My Social Media career began when Jim Duncan and Liz Luby spoke in front of an NAR sub-committee about blogging. In their presentation, Jim had pointed out a number of sites where NAR was being lambasted by bloggers who felt that the organization was unresponsive, monolithic, and antiquated.
A light went on for me. As someone who had been active in their local association, their state association , and finally the national association, I knew that one of the challenges faced by all of our leadership was finding out how to find out what the members wanted and needed. And Jim had just demonstrated that all we needed to do to connect with this small group was to start listening.
Since the story here is not about the journey I started on, suffice it to say I got very involved in a new world that has become an integral part of my life. But this paragraph begs the question… What is the story here?
NAR is the Story
Since that time, NAR, at the direction of our leadership, and with the assistance of an incredible and responsive staff, has begun to participate in the Re.Net or Blogosphere, or Blogiverse, or whatever you want to call the circle of social media venues populated by our members.
Some of those steps have been more tentative, and some more asured, but they have all led the organization towards more communication with and from its members. And all of these steps have been dissected, reviewed, and criticized (often without an understanding of all of the ramifications of the organizations thought process and structure). But none of that stopped the association from this forward thinking evolution.
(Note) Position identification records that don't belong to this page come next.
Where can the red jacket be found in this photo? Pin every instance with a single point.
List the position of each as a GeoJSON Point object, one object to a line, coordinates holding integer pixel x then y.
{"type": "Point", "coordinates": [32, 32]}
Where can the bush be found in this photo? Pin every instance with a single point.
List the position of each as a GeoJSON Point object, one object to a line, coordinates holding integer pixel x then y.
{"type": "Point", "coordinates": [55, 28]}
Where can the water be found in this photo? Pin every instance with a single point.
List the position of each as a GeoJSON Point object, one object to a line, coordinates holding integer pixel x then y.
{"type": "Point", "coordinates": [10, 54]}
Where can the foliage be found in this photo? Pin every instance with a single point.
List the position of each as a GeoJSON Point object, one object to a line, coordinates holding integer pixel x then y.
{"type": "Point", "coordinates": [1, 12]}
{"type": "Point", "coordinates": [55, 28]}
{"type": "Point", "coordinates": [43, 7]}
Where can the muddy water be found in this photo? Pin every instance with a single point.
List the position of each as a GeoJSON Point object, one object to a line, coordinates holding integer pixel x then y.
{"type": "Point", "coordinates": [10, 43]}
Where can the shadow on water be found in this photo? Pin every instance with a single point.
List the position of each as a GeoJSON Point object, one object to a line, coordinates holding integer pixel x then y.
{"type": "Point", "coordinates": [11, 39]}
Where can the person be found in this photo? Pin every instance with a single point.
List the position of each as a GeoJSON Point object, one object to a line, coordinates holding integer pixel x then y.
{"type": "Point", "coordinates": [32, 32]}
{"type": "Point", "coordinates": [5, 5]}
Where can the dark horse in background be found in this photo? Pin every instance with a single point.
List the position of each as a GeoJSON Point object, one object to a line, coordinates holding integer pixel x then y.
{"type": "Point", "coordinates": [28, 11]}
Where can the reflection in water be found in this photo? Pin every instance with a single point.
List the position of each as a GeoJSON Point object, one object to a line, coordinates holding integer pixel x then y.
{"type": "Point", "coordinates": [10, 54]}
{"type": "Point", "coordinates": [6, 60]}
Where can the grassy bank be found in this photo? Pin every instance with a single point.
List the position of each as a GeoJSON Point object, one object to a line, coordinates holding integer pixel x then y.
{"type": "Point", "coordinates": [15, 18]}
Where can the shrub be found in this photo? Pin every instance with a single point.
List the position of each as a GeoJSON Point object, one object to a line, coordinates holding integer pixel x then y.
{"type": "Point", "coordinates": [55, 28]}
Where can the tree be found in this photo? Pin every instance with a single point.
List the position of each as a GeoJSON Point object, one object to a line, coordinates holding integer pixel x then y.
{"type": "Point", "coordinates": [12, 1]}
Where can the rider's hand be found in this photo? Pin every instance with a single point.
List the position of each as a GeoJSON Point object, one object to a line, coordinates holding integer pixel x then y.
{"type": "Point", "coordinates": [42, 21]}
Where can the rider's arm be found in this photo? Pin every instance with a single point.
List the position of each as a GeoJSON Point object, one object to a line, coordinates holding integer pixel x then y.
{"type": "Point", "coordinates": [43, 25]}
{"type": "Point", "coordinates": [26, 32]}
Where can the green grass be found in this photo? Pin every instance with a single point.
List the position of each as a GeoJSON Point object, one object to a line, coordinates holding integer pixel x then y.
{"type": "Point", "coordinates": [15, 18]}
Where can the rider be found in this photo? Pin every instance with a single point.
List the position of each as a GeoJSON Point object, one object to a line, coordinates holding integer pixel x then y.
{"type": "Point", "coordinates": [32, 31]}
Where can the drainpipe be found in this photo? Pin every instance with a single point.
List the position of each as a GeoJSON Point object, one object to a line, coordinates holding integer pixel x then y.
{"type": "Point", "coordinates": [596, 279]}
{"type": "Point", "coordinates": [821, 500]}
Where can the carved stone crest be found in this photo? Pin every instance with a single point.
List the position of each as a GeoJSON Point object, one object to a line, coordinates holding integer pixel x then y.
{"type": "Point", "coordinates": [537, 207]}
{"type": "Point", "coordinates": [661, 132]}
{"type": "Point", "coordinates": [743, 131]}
Now the Blogger’s Lounge is a place to be at Mid-Year and Annual Meetings. NAR has a social media marketing director. Social Media programs are held at NAR meetings, and our members are being assisted by the association in finding their way through this new form of consumer contact. Many of those people who were critical of the organization have been invited to speak at NAR events, serve on NAR committees, and provide feedback appropriate to their expertise.
And There’s More
So you might think that these are not matters of great note, and that the association doesn’t really value the input of their members. But not after last Monday.
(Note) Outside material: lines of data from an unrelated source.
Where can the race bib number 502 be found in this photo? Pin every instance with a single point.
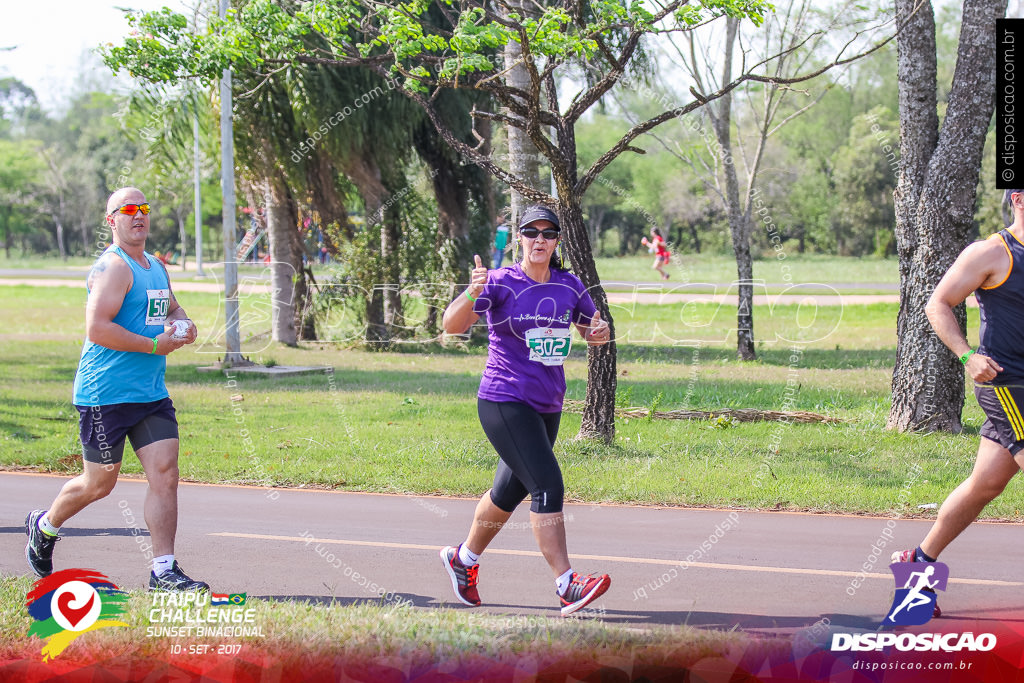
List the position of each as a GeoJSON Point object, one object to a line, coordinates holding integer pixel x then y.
{"type": "Point", "coordinates": [549, 345]}
{"type": "Point", "coordinates": [156, 309]}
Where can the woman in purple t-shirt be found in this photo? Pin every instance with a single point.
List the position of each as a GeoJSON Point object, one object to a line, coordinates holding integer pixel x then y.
{"type": "Point", "coordinates": [530, 308]}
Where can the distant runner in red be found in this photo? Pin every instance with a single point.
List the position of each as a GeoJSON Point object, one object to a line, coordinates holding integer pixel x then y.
{"type": "Point", "coordinates": [531, 307]}
{"type": "Point", "coordinates": [659, 248]}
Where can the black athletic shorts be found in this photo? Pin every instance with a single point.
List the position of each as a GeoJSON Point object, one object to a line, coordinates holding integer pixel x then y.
{"type": "Point", "coordinates": [103, 428]}
{"type": "Point", "coordinates": [1004, 423]}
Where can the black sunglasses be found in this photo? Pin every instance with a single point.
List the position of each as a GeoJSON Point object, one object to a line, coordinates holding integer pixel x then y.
{"type": "Point", "coordinates": [531, 232]}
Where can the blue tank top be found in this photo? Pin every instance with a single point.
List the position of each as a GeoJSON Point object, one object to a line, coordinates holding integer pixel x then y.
{"type": "Point", "coordinates": [105, 377]}
{"type": "Point", "coordinates": [1001, 330]}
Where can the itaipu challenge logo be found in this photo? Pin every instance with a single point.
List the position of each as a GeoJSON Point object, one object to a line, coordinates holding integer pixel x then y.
{"type": "Point", "coordinates": [70, 603]}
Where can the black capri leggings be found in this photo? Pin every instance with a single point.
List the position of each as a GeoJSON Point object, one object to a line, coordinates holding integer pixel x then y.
{"type": "Point", "coordinates": [523, 439]}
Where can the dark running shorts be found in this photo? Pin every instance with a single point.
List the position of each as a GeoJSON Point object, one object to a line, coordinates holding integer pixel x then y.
{"type": "Point", "coordinates": [1004, 423]}
{"type": "Point", "coordinates": [103, 428]}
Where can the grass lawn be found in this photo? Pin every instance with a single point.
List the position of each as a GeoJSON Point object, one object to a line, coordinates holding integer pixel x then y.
{"type": "Point", "coordinates": [685, 267]}
{"type": "Point", "coordinates": [722, 268]}
{"type": "Point", "coordinates": [406, 422]}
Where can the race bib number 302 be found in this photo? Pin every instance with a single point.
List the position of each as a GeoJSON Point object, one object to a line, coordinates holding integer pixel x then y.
{"type": "Point", "coordinates": [549, 345]}
{"type": "Point", "coordinates": [156, 308]}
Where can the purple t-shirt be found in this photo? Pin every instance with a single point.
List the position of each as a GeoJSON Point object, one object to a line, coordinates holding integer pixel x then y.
{"type": "Point", "coordinates": [529, 329]}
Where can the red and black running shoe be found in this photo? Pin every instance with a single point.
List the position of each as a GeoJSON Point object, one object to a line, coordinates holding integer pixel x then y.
{"type": "Point", "coordinates": [583, 590]}
{"type": "Point", "coordinates": [463, 578]}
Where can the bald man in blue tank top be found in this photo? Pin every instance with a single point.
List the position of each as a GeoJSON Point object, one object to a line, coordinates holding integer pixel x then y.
{"type": "Point", "coordinates": [132, 323]}
{"type": "Point", "coordinates": [993, 269]}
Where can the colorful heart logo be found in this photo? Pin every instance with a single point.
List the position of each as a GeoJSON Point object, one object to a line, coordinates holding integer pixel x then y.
{"type": "Point", "coordinates": [73, 614]}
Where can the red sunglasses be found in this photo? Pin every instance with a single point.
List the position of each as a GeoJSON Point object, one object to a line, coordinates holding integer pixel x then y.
{"type": "Point", "coordinates": [132, 209]}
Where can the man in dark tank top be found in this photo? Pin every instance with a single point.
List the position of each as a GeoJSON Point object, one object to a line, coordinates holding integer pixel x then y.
{"type": "Point", "coordinates": [993, 269]}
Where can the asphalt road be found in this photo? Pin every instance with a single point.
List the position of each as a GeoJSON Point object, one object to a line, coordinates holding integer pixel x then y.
{"type": "Point", "coordinates": [770, 572]}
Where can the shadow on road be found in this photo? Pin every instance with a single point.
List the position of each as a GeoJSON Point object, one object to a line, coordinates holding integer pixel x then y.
{"type": "Point", "coordinates": [114, 530]}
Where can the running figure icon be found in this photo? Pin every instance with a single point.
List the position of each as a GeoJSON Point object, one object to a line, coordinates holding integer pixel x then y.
{"type": "Point", "coordinates": [916, 584]}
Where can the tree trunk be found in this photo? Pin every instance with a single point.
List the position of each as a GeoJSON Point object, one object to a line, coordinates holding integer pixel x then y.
{"type": "Point", "coordinates": [524, 161]}
{"type": "Point", "coordinates": [83, 227]}
{"type": "Point", "coordinates": [599, 410]}
{"type": "Point", "coordinates": [365, 172]}
{"type": "Point", "coordinates": [305, 322]}
{"type": "Point", "coordinates": [391, 268]}
{"type": "Point", "coordinates": [58, 237]}
{"type": "Point", "coordinates": [279, 227]}
{"type": "Point", "coordinates": [739, 228]}
{"type": "Point", "coordinates": [184, 240]}
{"type": "Point", "coordinates": [934, 201]}
{"type": "Point", "coordinates": [6, 230]}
On Monday June 15, 2009, a volunteer group held ReBarCamp Chicago, an event just like other BarCamps around the country, except this one was held in a venue donated by NAR. NAR did not sponsor the event, nor were they involved in the “unstructure” of this “unconference”. But they did demonstrate how much they valued the group of people that showed up.
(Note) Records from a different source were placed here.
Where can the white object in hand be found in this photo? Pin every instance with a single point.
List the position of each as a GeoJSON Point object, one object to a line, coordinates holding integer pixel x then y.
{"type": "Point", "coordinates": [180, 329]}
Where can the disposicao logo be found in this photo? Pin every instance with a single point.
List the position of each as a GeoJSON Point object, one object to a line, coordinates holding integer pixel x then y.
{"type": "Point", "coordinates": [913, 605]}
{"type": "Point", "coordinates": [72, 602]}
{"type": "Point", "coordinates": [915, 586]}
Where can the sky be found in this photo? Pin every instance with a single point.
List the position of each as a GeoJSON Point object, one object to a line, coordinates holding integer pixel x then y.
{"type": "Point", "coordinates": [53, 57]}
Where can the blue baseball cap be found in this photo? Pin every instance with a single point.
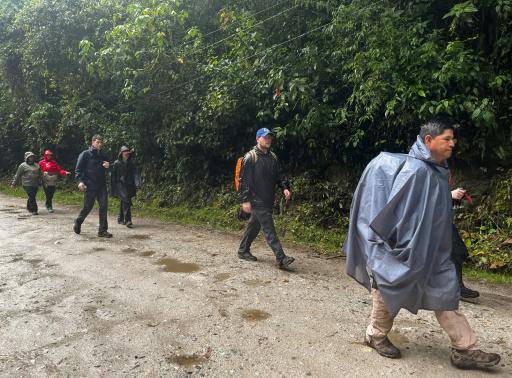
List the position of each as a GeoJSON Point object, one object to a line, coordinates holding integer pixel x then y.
{"type": "Point", "coordinates": [263, 132]}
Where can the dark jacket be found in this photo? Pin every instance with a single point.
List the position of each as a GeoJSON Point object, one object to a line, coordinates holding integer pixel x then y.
{"type": "Point", "coordinates": [260, 174]}
{"type": "Point", "coordinates": [89, 169]}
{"type": "Point", "coordinates": [125, 178]}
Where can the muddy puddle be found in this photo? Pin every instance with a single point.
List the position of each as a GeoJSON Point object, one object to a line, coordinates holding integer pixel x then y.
{"type": "Point", "coordinates": [255, 282]}
{"type": "Point", "coordinates": [189, 360]}
{"type": "Point", "coordinates": [139, 237]}
{"type": "Point", "coordinates": [171, 265]}
{"type": "Point", "coordinates": [253, 315]}
{"type": "Point", "coordinates": [222, 277]}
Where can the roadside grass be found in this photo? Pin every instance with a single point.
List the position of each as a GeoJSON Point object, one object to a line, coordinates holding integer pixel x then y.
{"type": "Point", "coordinates": [291, 231]}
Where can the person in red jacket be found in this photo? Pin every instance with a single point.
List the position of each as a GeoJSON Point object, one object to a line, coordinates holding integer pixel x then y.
{"type": "Point", "coordinates": [51, 169]}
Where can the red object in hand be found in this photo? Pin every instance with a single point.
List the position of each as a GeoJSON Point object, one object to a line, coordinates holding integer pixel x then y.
{"type": "Point", "coordinates": [468, 198]}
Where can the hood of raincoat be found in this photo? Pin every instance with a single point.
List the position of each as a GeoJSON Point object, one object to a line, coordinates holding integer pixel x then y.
{"type": "Point", "coordinates": [29, 154]}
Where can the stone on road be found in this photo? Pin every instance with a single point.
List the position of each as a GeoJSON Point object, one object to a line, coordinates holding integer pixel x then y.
{"type": "Point", "coordinates": [168, 300]}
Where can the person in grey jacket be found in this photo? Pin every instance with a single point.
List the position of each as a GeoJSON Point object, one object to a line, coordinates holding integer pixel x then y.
{"type": "Point", "coordinates": [29, 176]}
During the day, a tour of the facility was offered so that people could see “where the magic happens”. And all day, people were invited to come into a room where their feedback on a possible redesign of Realtor.org was solicited.
At the end of the day, after the ReBarCamp, the CEO of NAR, Dale Stinton came down to talk to the people who remained. Now Dale didn’t need to do that – he’s a really busy man with a plate that is always full. But he came down to engage the people there. Not to pontificate or lecture, but to have a dialogue. And he was a gracious host, as the rest of the staff had been all day, even though this group was a minuscule representation of the total membership of the organization. All it took was for them to want to be heard.
So next time you think that NAR is some faceless monolith, come on back and check out my photo of Dale talking to his new social media acquaintances, at the end of a really busy work day, listening and engaging them on their terms, in an open and collegial manner – and be proud you’re part of an organization like that.